Andrews and Bonta (2010) argue that the majority of criminal offenders learn through doing rather than through didactic teaching, and therefore cognitive-behavioral therapies match the offenders’ learning style making it far more effective than other types of therapy.[vi]

Andrews and Bonta argue that the key to any successful treatment is to 1.) identify the risk level of offenders, and target the high and medium risk offenders for the more intensive treatment. (low risk offenders should not interact with high risk offenders), 2.) identify those criminological needs that have been associated with criminal offending, and 3.) develop a treatment program in a style and mode that reflects the individual ability and learning style of the offender.[vii] Again, Andrews and Bonta argue that programs based on the cognitive-behavioral method are the effective treatment programs to reduce recidivism.

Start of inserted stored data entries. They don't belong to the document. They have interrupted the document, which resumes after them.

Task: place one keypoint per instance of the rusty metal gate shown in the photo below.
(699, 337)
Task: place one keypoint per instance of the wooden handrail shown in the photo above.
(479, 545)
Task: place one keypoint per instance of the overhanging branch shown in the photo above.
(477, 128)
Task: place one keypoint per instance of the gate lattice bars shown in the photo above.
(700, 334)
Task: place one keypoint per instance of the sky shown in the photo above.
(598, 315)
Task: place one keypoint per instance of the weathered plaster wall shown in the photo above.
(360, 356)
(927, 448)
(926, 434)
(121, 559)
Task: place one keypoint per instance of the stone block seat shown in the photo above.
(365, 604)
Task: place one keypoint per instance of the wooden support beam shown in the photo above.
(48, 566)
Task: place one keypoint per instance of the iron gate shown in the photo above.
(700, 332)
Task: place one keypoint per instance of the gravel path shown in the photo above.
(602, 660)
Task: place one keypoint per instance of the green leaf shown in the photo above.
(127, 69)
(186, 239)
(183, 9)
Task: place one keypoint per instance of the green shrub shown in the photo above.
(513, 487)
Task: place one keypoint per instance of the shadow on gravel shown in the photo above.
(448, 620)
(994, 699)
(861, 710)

Aos et al (2006) also found the following programs to be effective (program followed by percentage reduction in recidivism rate) : 1. drug treatment in the community (-12.6%) , drug treatment in jail (-6.0%), adult drug courts (-10.7), intensive probation supervision with treatment (-21.9%) (intensive probation supervision without treatment had no effect.); in-prison therapeutic communities with community aftercare (-6.9%), in-prison therapeutic communities without community aftercare (-5.3%).[viii]

Aos et al identified several programs that that require additional study, but may be effective as they show early promise. Those programs are therapeutic programs for mentally ill offenders, and a program called “Circles of Support and Accountability” where five volunteers visit or contact sex offenders each week.

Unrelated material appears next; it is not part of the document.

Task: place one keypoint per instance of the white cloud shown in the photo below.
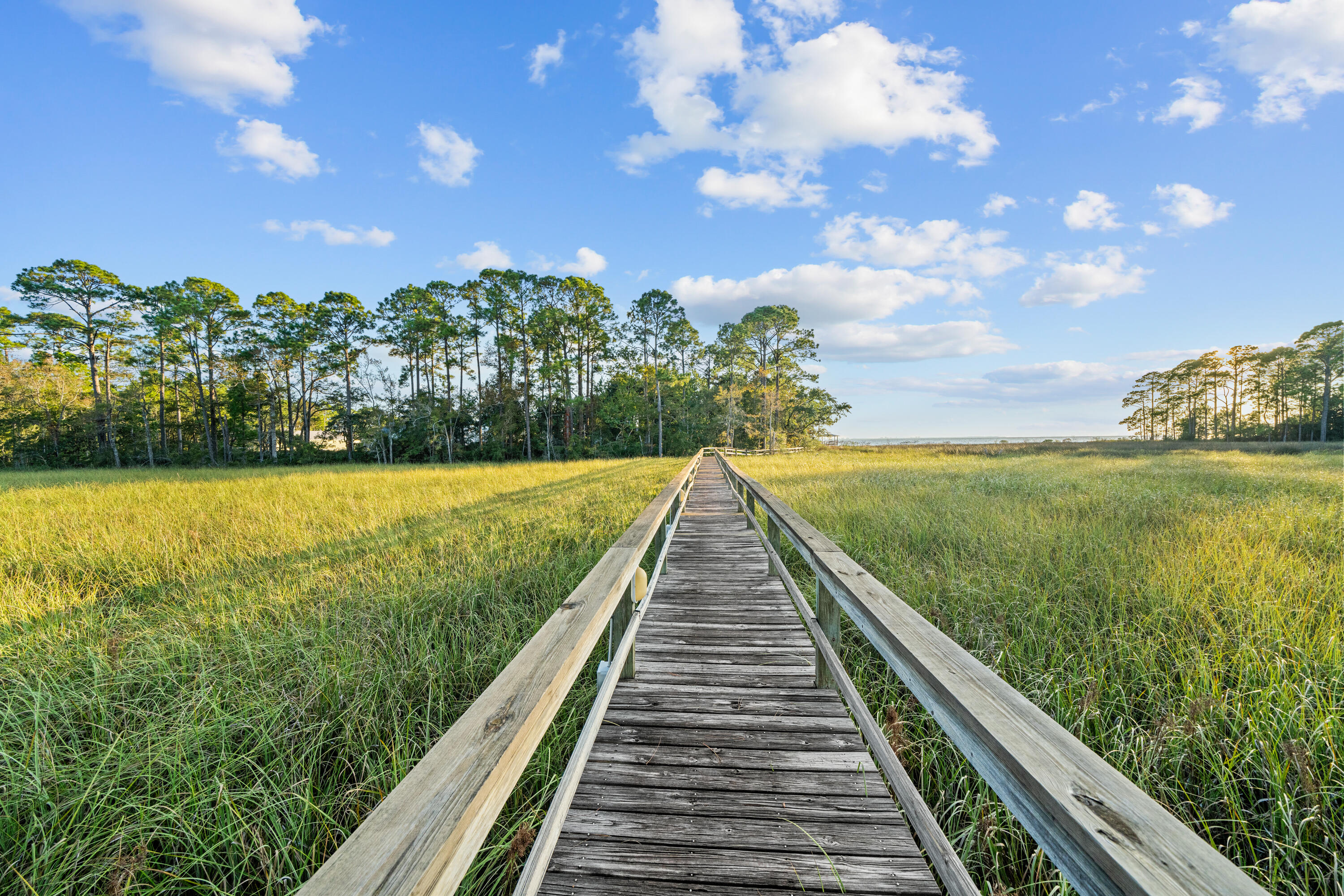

These studies have identified many programs that don’t work. I will address those programs in another entry.



[i] MacKenzie, Doris Layton (2006), What works in Corrections-Reducing the Criminal Activities of Offenders and Delinquents, New York, Cambridge University Press, p. 112.

[ii] Ibid, p. 114.

[iii] Drake, Elizabeth K. Steve Aos and Marna G. Miller, 2009, “Evidence-Based Public Policy Options to Reduce Crime and Criminal Justice Costs: Implications in Washington State” Victims and Offenders, 4:170-196; Aos, Steve, Marna Miller, and Elizabeth Drake, (2006). “Evidence-Based Adult Corrections Programs: What Works and What Does Not.” Olympia:Washington State Institute for Public Policy.

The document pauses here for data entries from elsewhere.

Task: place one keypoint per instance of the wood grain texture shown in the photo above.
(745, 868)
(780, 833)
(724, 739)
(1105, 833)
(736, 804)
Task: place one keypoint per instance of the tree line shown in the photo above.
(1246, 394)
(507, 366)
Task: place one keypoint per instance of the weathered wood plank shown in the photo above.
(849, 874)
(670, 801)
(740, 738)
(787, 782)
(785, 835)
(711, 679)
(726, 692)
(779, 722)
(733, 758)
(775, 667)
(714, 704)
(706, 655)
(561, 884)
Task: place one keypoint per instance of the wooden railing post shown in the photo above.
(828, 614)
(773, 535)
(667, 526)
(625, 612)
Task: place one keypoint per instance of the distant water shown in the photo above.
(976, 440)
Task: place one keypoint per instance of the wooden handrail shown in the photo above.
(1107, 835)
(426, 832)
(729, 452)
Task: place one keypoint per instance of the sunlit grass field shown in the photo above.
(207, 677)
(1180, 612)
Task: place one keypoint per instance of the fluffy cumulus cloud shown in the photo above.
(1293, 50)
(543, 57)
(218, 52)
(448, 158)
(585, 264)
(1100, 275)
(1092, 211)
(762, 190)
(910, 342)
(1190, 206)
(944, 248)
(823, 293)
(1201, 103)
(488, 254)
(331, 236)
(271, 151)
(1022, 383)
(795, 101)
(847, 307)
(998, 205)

[iv] Ibid Aos et al (2006), p. 3

[v] Ibid Drake et al (2009) p. 184.

[vi] Andrews, D.A. and James Bonta, 2010, The Psychology of Criminal Conduct 5th Ed., New Jersey, Matthew Bender, p. 539.

[vii] Ibid, pp 44-52.

[viii] Ibid Aos et al (2006) p. 3.

The views expressed in this blog are solely the views of the author(s) and do not represent the views of any other public official or organization.